D'habitude, Ymir n'en avait rien à carrer de la vie des gens. Mais celle de Nanaba l'intriguait, car elle l'avait forgée et l'avait transformée en une femme forte et fière, pour laquelle elle avait beaucoup de respect.

-Oh, elle a survécu. Mais le stress l'a affaiblie et elle est morte d'une maladie du cœur trois ans après.

-Désolée. »

Chose rare, Ymir était sincère. Elle ne savait pas si ressasser ses souvenirs lui faisait du mal, et elle n'avait pas envie de la peiner juste pour satisfaire sa curiosité.

-Oh, franchement, j'ai pas eu le pire. L'histoire de Petra est plus atroce. »

Ymir retint un ricanement moqueur. Petra ? Cette femme était une guimauve.

-Je t'assure que si. Curieuse ? »

Ymir hocha la tête.

-Elle est restée avec son partenaire jusqu'au bout des jeux. Ils étaient inséparables, et ils s'aimaient. Sauf qu'il n'y a qu'un seul vainqueur aux Hunger Games. C'était déjà la quatrième vague deTitansdonc ils devaient prendre une décision, vite. Son partenaire l'a implorée de le tuer. Et elle l'a fait. »

Ymir laissa échapper un nouveau sifflement, tandis que Tom émit un ronflement peiné et bien placé qui lui fit se demander s'il s'était réveillé.

-Elle a vu l'amour de sa vie mourir de sa propre main, je pense pas qu'on puisse faire pire. »
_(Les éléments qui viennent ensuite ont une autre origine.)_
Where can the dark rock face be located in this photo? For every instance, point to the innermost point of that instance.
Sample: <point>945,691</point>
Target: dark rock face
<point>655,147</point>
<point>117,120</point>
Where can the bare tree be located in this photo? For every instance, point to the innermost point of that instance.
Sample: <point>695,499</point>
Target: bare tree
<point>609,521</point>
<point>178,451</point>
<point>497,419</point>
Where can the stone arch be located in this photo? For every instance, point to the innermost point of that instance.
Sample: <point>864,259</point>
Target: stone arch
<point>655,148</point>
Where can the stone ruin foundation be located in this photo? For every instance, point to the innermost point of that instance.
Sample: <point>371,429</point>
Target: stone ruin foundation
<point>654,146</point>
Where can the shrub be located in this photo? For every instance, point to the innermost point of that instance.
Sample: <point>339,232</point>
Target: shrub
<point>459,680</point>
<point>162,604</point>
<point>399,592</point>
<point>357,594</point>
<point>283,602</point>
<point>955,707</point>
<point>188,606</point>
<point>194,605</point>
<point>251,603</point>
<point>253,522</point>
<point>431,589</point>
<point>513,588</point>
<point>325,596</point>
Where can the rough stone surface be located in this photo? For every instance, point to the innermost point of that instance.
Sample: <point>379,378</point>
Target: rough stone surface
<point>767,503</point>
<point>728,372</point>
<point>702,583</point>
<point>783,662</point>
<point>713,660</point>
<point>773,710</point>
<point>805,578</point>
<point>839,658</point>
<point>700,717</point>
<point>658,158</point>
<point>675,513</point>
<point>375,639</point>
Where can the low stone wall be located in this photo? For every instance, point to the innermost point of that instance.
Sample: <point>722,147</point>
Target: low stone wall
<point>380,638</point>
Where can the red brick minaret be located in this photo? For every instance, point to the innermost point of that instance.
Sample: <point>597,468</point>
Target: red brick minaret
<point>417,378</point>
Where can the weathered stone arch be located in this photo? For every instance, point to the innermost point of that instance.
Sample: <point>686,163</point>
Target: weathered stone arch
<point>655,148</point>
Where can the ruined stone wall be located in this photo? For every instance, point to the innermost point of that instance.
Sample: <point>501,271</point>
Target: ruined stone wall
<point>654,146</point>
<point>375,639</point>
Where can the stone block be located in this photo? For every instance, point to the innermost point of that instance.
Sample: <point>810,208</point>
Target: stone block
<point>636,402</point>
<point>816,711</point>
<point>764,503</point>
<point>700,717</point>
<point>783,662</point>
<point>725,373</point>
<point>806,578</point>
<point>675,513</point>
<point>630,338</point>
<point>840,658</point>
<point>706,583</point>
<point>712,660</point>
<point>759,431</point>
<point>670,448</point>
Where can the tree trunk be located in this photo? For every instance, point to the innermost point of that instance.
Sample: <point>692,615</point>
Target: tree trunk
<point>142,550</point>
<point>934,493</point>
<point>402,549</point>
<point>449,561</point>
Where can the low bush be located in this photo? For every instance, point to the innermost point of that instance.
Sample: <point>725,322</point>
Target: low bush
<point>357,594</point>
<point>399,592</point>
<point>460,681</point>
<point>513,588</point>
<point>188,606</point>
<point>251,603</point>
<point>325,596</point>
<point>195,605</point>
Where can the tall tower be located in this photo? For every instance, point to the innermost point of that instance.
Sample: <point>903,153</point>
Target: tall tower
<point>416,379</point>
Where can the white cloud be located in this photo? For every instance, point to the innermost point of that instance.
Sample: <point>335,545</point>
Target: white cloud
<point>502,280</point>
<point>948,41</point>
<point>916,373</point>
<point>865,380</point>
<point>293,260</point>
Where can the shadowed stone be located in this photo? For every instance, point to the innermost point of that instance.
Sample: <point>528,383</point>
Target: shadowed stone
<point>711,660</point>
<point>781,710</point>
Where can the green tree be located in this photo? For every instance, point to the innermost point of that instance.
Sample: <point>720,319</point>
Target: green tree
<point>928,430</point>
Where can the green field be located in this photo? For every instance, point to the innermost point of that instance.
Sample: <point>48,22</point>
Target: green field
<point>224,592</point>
Ymir déglutit nerveusement. En effet, s'attacher à quelqu'un pendant les jeux, c'était une sacrée connerie.

-En tout cas, elle claque, ton histoire.

-Ça m'a fait plaisir de te la raconter. Tu écoutes bien. »

Pas le genre de compliment qu'elle avait beaucoup entendu dans sa vie. Nanaba avait une manie pour trouver les mots qu'Ymir ne savait pas avoir envie d'entendre. Elle se plaisait en sa compagnie, bien plus stimulante que, disons, l'énigme ambulante qu'était la petite Christa. Elle préférait la franchise de sa mentor.

D'ailleurs, il était peut-être temps de lui montrer toute sa gratitude. Pas question de lui en parler directement, elle ne savait pas dire merci, mais elle pouvait toujours lui trouver un petit quelque chose qui lui ferait plaisir. Nanaba était spéciale et méritait quelque chose qui lui ressemblait. En plus, avec toutes les pintes qu'elle lui avait payées, à raison de cinq par soir environ, elle lui devait probablement beaucoup.

Elle détailla Nanaba du coin de l'œil pendant que sa mentor hélait une serveuse pour lui demander de les resservir. Quand elle se retourna vers elle, Ymir ne put s'empêcher de constater son petit sourire complice, et juste après, l'éclat de ses lèvres. Elles étaient parées d'une touche de rouge à lèvres rosé, pailletées par la lumière de l'auberge et l'humidité de sa boisson. Il était discret et élégant.

Voilà ce qu'elle pouvait lui offrir ! Un rouge à lèvres !

-T'as fini de reluquer mes lèvres ? » railla Nanaba.

Si Ymir avait été moins aguerrie, elle aurait sursauté. Elle se contenta de hausser un sourcil et de reconcentrer son regard sur sa mentor.

-Ça t'irait bien aussi, tu sais. Tu devrais essayer.

-Quoi, moi ?

-Non, Tom. »

Le jeune homme s'agitait dans son sommeil et elles se turent brièvement avec une petite grimace sceptique.

-Oh, très peu pour moi, rétorqua Ymir. C'est pour les pimbêches, de toute façon. »

Le sourcil de Nanaba décolla vers son front, et Ymir réalisa aussitôt sa gaffe.

-'Scuze, c'est pas ce que je voulais dire. C'est juste que j'ai jamais essayé et ça me branche pas.

-Excuses acceptées. » répondit Nanaba avec un petit sourire en coin garni d'émail rieur.

Une serveuse vint avec leurs nouvelles chopes. Sans un mot, Nanaba leva la sienne, et Ymir trinqua bruyamment avec elle. Le choc des verres tinta dans une harmonie liquide, et le son eut le mérite de tirer Tom de son sommeil alcoolisé avec un sursaut.